Кроме того, в этом крайнем одиночестве никто не мог рассчитывать на помощь ближнего; каждый должен был нести бремя своих бед в одиночку. Если кто-нибудь из нас когда-нибудь пытался выговориться или сказать что-нибудь о своих чувствах, то ответ, какой бы он ни был, обычно ранил его. А потом до него дошло, что он и мужчина с ним говорили о разных вещах. Ибо хотя он сам говорил из глубины долгих дней размышлений о своем личном горе, а образ, который он пытался передать, медленно формировался и испытывался в пламени страсти и сожаления, это ничего не значило для человека, которому он был нужен. говоря, кто изобразил условную эмоцию, горе, которое торгуется на рынке, производится массово. Будь то дружественный или враждебный, ответ всегда промахивался, и от попытки связаться приходилось отказываться. Это относилось, по крайней мере, к тем, для кого молчание было невыносимо, и, поскольку другие не могли найти действительно выразительного слова, они смирились с использованием ходовой монеты языка, общих мест простого повествования, анекдота и своей ежедневной газеты. .

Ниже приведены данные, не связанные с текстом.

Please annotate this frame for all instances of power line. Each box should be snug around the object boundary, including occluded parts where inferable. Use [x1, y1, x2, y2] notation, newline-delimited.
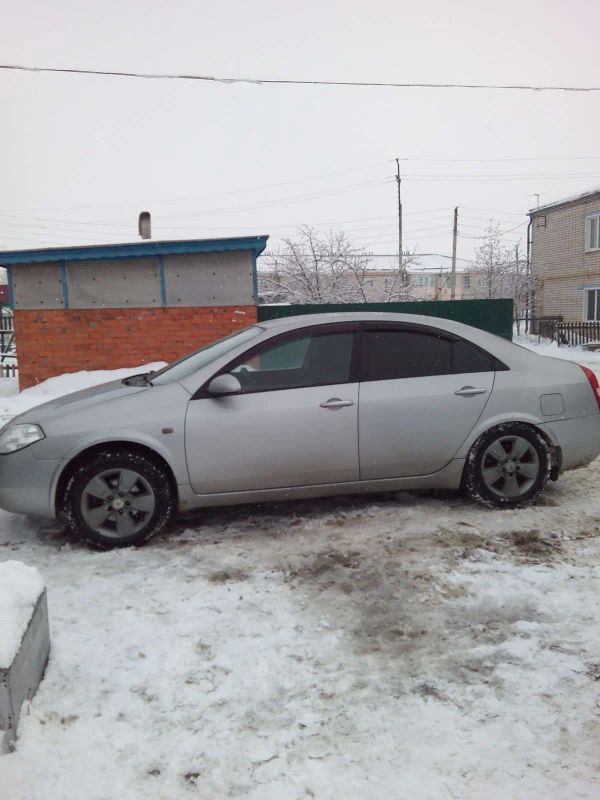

Так и в этих случаях даже самая искренняя скорбь должна была обходиться шаблонными фразами обыкновенного разговора. Только на этих условиях узники чумы могли обеспечить сочувствие своего консьержа и интерес своих слушателей. Тем не менее — и это самое главное — как бы горько ни было их горе и как бы ни было тяжело их сердце, при всей их пустоте, об этих изгнанниках можно справедливо сказать, что в ранний период чумы они могли считать себя привилегированными.
Ибо именно в тот момент, когда жители города начали паниковать, их мысли были всецело сосредоточены на человеке, которого они жаждали увидеть снова. Эгоизм любви делал их невосприимчивыми к общему бедствию, и если они и думали о чуме, то лишь постольку, поскольку она могла угрожать их разлуке вечностью. Таким образом, в самый разгар эпидемии они сохраняли спасительное равнодушие, которое хотелось принять за спокойствие. Их отчаяние избавило их от паники, поэтому у их несчастья была и хорошая сторона. Например, если случалось, что кого-то из них уносила болезнь, то почти всегда он не успевал это осознать. Внезапно вырванный из долгого молчаливого общения с призраком памяти, он тотчас погрузился в самое глухое молчание. У него ни на что не было времени.
Опубликовано под Creative Commons Attribution 4.0 Международная лицензия
Для перепечатки установите каноническую ссылку на оригинал. Институт Браунстоуна Статья и Автор.